학술논문
Seasonal Azithromycin Use in Paediatric Protracted Bacterial Bronchitis Does Not Promote Antimicrobial Resistance but Does Modulate the Nasopharyngeal Microbiome.
Document Type
Academic Journal
Author
Hardman SJ; Department of General Paediatrics, Chesterfield Royal Hospital NHS Foundation Trust, Chesterfield S44 5BL, UK.; Shackley FM; Department of Paediatric Immunology, Allergy and Infectious Diseases, Sheffield Children's Hospital NHS Foundation Trust, Sheffield S10 2TH, UK.; Ugonna K; Department of Paediatric Respiratory Medicine, Sheffield Children's Hospital NHS Foundation Trust, Sheffield S10 2TH, UK.; Darton TC; Division of Clinical Medicine, School of Medicine and Population Health, University of Sheffield, Sheffield S10 2RX, UK.; Rigby AS; Hull York Medical School, University of Hull, Hull HU6 7RX, UK.; Bogaert D; Department of Paediatric Immunology and Infectious Diseases, Wilhelmina Children's Hospital and University Medical Center Utrecht, 3584 CX Utrecht, The Netherlands.; Centre for Inflammation Research, Institute for Regeneration and Repair, University of Edinburgh, Edinburgh EH8 9YL, UK.; Binkowska JM; Centre for Inflammation Research, Institute for Regeneration and Repair, University of Edinburgh, Edinburgh EH8 9YL, UK.; Condliffe AM; Division of Clinical Medicine, School of Medicine and Population Health, University of Sheffield, Sheffield S10 2RX, UK.
Source
Publisher: MDPI Country of Publication: Switzerland NLM ID: 101092791 Publication Model: Electronic Cited Medium: Internet ISSN: 1422-0067 (Electronic) Linking ISSN: 14220067 NLM ISO Abbreviation: Int J Mol Sci Subsets: MEDLINE
Subject
Language
English
Abstract
Protracted bacterial bronchitis (PBB) causes chronic wet cough for which seasonal azithromycin is increasingly used to reduce exacerbations.
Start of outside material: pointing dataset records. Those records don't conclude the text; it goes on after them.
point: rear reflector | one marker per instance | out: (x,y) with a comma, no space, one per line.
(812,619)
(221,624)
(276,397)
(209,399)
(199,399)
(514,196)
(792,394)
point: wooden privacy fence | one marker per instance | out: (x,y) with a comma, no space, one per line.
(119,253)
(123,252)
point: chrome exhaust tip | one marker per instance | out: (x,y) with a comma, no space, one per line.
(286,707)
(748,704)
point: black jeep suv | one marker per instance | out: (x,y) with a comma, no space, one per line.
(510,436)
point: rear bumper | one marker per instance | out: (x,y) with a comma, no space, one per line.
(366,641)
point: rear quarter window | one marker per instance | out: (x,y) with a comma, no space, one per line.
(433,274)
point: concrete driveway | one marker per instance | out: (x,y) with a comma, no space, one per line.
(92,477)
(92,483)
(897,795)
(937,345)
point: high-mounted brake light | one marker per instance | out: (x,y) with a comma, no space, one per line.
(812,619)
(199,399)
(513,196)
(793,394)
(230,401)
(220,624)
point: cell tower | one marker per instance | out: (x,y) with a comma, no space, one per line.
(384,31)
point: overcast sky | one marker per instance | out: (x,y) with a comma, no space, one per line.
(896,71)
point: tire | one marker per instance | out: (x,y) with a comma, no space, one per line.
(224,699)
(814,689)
We investigated the impact of seasonal azithromycin on antimicrobial resistance and the nasopharyngeal microbiome. In an observational cohort study, 50 children with PBB were enrolled over two consecutive winters; 25/50 at study entry were designated on clinical grounds to take azithromycin over the winter months and 25/50 were not. Serial nasopharyngeal swabs were collected during the study period (12-20 months) and cultured bacterial isolates were assessed for antimicrobial susceptibility. 16S rRNA-based sequencing was performed on a subset of samples. Irrespective of azithromycin usage, high levels of azithromycin resistance were found; 73% of bacteria from swabs in the azithromycin group vs. 69% in the comparison group. Resistance was predominantly driven by azithromycin-resistant S. pneumoniae , yet these isolates were mostly erythromycin susceptible. Analysis of 16S rRNA-based sequencing revealed a reduction in within-sample diversity in response to azithromycin, but only in samples of children actively taking azithromycin at the time of swab collection. Actively taking azithromycin at the time of swab collection significantly contributed to dissimilarity in bacterial community composition. The discrepancy between laboratory detection of azithromycin and erythromycin resistance in the S. pneumoniae isolates requires further investigation. Seasonal azithromycin for PBB did not promote antimicrobial resistance over the study period, but did perturb the microbiome.